Abstração

Pensar às vezes é falar com Alguém numa conversa imaginária.
Somos dois personagens ao fundo da perspectiva de uma pintura, posicionados vagamente em algum lugar meio poético para complementar o todo. Talvez nem tenhamos algum rosto mais preciso do que uma pincelada. Mas isso não importa, aqui não somos reais.

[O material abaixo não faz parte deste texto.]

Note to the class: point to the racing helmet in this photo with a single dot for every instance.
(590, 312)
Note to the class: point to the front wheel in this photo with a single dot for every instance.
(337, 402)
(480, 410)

Falo sobre algo que pensei, faço um discurso, minha boca como uma máquina de escrever, minhas palavras fluindo como se eu escrevesse. Ao meu lado, Alguém está interessado, olha para mim, para as palavras que brotam dos meus lábios, agarra-as no ar e as observa com interesse. Quando me calo, Alguém guarda algumas delas, troca outras de lugar e me oferece, enquanto novas palavras fluem de si. Está respondendo, e por tempo indeterminado essas palavras dançam ao nosso redor enquanto conversamos sobre qualquer coisa muito profunda, simples, pessoal, universal. (A música que me lembra aquele filme cujo nome não me lembro agora, o acontecimento trivial que me fez um pouco mais feliz, quando o vento sopra as folhas largas daquela árvore fazendo-as soar como o mar.) Até que as guardamos, misturadas entre si, dentro de nós, e deixamos que o silêncio venha no conforto de estar aqui na cor imóvel da tela. Quando imagino, Alguém não é sempre o mesmo, às vezes amigo, personagem, desconhecido. O que Alguém permanece sendo é diferente de si mesmo, de si mesmo fora da tela, fora de mim. Porque lá fora, onde somos corpo, mente e alma, as minhas palavras não são como se eu as escrevesse, elas esperam até serem chamadas e o momento não vem porque Alguém está falando de outras coisas, por que estaria interessado nos assuntos de figuras sem rosto? Em minhas mãos, seguro as palavras de Alguém, sem ver o que ele faz com aquelas que ofereço, hesitante. Se eu fosse de vidro, Alguém veria a tela cuja paisagem eu gostaria de descrever, mas sou opaca e não sei se é seguro abrir uma janela para que Alguém veja. Talvez eu tenha medo. Nesse plano em que estou, sinto-me subitamente só.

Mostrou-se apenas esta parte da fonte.